For Fantastic, there’s something about buying groceries that makes her feel accomplished, but also fatigued the moment she leaves the shop. “The last thing I want to do is prepare any of the food I just bought,” she says. Before she knows it, she’s browsing Uber Eats.
It’s completely normal to feel like you don’t want to eat any of the foods you have. But for a person with ADHD, this is more likely to lead to food waste because executive functions are required to follow through with a meal plan despite these feelings.
“Specifically, you have to use self-control and prioritising to follow through with your meal plan and engage in emotion regulation to manage the frustration of not having prepped what you’d now rather be eating,” Chamorro said.

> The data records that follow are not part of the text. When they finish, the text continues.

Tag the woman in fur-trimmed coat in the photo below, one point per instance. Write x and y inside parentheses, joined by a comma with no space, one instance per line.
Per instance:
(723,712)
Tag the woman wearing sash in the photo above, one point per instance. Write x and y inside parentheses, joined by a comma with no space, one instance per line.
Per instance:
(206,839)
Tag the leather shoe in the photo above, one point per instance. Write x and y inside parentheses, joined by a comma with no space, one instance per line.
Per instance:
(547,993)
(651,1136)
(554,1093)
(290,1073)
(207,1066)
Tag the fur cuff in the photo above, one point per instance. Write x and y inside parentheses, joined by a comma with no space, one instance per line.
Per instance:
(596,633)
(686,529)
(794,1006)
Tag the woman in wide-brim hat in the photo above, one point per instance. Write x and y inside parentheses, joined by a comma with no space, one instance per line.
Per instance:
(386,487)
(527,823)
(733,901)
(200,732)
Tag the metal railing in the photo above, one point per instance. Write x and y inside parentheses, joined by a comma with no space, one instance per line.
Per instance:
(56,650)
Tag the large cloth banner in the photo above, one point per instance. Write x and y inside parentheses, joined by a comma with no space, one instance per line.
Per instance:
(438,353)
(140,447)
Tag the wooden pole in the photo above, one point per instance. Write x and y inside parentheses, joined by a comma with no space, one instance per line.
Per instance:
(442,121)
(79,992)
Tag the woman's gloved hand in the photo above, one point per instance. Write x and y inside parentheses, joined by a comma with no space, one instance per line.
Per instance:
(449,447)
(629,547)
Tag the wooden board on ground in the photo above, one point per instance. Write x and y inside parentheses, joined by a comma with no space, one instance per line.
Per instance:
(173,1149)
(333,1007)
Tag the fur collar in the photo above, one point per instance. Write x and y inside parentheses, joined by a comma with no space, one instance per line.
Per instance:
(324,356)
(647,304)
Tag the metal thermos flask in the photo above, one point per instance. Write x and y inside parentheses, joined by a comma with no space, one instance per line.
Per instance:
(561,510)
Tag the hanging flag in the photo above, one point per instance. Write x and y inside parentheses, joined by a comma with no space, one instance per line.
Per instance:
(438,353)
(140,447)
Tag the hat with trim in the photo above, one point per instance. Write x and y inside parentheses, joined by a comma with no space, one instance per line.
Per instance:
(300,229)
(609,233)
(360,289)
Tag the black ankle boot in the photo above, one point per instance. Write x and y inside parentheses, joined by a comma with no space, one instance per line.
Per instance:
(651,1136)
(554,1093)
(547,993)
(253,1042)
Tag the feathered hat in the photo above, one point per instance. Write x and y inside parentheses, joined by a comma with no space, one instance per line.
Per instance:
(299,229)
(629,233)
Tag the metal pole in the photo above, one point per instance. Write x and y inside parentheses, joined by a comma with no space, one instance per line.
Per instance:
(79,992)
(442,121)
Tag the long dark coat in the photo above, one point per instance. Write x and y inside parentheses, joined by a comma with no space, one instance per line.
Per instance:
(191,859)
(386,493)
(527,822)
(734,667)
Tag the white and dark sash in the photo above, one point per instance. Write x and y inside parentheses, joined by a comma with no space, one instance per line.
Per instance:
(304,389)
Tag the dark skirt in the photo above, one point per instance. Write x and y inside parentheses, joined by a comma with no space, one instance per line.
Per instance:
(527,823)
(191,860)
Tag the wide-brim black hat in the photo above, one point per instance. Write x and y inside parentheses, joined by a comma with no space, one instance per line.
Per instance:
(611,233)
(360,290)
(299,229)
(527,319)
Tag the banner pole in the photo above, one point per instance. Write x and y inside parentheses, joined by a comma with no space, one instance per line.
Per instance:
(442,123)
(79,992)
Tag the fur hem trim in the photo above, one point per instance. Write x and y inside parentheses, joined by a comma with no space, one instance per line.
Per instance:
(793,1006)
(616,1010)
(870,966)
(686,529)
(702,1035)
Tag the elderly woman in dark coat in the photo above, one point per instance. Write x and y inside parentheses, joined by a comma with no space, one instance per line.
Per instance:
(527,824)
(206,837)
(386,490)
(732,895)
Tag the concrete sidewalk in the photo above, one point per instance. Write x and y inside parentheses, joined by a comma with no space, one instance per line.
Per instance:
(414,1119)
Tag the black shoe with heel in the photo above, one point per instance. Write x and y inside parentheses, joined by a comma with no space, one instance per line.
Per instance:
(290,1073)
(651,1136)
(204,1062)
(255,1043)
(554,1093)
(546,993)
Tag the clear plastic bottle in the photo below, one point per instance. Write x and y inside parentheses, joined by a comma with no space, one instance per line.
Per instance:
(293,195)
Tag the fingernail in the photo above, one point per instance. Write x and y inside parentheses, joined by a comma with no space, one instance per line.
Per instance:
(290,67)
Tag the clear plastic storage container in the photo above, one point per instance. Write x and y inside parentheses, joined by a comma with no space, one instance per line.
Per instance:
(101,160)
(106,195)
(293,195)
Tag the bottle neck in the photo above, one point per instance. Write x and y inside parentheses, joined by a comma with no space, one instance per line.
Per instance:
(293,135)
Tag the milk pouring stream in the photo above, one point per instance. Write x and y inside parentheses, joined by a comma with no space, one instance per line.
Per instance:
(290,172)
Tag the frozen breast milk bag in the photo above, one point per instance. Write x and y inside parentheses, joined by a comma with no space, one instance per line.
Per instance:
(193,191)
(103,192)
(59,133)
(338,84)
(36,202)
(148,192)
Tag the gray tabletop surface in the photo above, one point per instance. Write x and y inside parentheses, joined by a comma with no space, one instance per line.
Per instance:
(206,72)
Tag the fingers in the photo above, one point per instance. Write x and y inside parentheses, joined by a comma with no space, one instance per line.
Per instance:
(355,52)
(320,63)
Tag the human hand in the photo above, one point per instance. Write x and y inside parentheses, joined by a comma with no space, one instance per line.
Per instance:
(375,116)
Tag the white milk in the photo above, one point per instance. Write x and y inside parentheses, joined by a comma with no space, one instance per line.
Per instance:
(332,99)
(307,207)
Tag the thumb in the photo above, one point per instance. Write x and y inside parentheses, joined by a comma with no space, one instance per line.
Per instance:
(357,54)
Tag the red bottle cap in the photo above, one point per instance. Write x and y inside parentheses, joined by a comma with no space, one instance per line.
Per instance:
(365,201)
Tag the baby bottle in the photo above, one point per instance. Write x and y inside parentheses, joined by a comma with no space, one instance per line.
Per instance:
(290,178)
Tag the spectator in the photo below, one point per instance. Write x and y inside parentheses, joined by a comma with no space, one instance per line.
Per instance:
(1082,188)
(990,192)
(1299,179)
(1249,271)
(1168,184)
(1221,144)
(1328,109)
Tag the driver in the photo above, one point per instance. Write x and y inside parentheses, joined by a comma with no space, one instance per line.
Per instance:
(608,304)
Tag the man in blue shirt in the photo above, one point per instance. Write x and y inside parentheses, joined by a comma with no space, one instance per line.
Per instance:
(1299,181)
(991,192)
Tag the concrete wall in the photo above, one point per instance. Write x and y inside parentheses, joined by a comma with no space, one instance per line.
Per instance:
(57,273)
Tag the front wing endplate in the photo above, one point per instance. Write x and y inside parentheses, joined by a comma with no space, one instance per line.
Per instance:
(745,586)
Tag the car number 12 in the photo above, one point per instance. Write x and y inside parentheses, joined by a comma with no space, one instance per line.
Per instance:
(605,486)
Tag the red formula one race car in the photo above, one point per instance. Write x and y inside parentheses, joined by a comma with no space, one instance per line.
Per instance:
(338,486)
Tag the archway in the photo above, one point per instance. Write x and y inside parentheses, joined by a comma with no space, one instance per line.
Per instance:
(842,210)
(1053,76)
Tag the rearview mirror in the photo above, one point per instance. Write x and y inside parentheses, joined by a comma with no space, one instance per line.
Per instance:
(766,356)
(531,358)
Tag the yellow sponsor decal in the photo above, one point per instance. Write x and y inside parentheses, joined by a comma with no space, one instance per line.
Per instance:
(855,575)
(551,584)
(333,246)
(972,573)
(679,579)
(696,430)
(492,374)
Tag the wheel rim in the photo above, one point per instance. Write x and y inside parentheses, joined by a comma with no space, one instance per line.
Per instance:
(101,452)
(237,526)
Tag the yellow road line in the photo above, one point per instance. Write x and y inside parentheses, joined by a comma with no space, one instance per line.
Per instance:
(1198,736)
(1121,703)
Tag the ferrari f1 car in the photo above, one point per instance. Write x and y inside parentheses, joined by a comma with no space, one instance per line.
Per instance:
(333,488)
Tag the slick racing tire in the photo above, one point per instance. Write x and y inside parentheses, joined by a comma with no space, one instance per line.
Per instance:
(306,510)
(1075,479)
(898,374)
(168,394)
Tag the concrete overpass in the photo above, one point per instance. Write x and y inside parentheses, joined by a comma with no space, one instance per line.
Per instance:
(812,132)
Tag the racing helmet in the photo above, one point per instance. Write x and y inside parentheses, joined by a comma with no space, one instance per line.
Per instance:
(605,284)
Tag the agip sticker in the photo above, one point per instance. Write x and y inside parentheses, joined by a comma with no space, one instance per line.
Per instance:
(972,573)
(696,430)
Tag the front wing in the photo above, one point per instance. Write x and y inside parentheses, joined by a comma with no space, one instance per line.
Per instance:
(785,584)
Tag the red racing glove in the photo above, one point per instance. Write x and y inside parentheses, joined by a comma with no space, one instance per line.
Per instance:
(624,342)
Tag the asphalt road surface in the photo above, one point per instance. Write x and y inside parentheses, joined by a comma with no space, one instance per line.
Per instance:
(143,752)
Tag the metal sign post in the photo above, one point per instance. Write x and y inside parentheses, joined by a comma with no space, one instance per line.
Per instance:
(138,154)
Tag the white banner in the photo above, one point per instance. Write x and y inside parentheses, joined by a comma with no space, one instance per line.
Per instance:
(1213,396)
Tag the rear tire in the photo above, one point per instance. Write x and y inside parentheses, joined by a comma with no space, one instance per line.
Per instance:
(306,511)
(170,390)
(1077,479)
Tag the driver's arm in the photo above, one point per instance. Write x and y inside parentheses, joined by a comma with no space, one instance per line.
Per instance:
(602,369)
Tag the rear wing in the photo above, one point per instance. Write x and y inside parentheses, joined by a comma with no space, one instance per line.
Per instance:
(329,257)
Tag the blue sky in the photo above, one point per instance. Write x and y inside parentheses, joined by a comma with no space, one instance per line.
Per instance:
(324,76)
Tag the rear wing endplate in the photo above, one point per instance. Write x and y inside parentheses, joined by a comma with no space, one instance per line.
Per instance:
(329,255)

The fix: Something that’s helping Fantastic combat this issue is ordering her groceries and scheduling them for delivery the night before she needs them — if she doesn’t physically have to go to the store, she finds she’s more likely to eat the food she’s purchased.
For some, preparing smaller amounts of multiple meals can also be helpful, allowing for the benefit of prep but also offering choice.
“Another option is preparing some bases with various ways they can be altered to suit the craving,” Caldwell says. “For example, turkey taco meat could be made into a taco, taco salad, burrito or added to a store-bought sauce and put over pasta.”
The problem: fixating too much on keeping the kitchen organized
When you have ADHD, keeping your kitchen and pantry organised can be a grind. Once you finally have everything in its place, you can become so focused on keeping it that way that you resort to eating convenience foods (to avoid a new pile of dirty dishes) or ordering takeout (to avoid running out of ingredients), all while the inventory of food you worked so hard to curate and prep goes bad.
This can be a result of hyperfocus, but it can also be a compensatory strategy. Cooking is a task that requires heavy amounts of executive functioning and it can feel too overwhelming to have anything out of place when embarking on this already tricky task, Caldwell says.
As a result, some people will choose to keep things super-organised as a way of helping themselves — only, they never get past the organising to execute the cooking and eating parts of the equation.
“It can also be about a fantasy that if they find the right organisational system, all struggles will disappear,” Caldwell added.
And when they inevitably don’t, the emotional paralysis can trigger an ongoing cycle of everything going to waste, followed by another kitchen revamp, followed by everything going to waste again.
The fix: Identify the most significant areas of your kitchen that need to be organised to function — say, the sink needs to be empty or two areas of the countertop need to be clear — and make that be the bar that, once accomplished, cooking can begin.
This can be difficult for some, who will feel like they can’t get rid of the drive and pressure to finish the entire kitchen, said Caldwell, who suggested postponing the rest of the task until after the meal has been prepared, rather than ignoring it altogether.
Each time you accept the discomfort as you cook and follow through on putting everything back after you’re done eating, you’ll feel more confident in your ability to maintain that organisation over time, alleviating the anxiety that’s causing such strong compensatory behaviours.
The most important thing you can do to reduce ADHD-induced food waste? Keep trying. “I feel like food waste is something I’ve constantly had to battle, but I’m doing my best to find hacks that’ll help change my behaviour,” Fantastic said.
Monica still has a lot of messy days when she decides what she wants to make for dinner, then realizes one of the ingredients she needs has gone bad or she never picked it up.
“The guilt and shame is definitely an ongoing thing, but I’m working with a therapist to help with these emotions,” she said. “Knowing I’m not alone and my experiences are valid has been so good for my mental health.”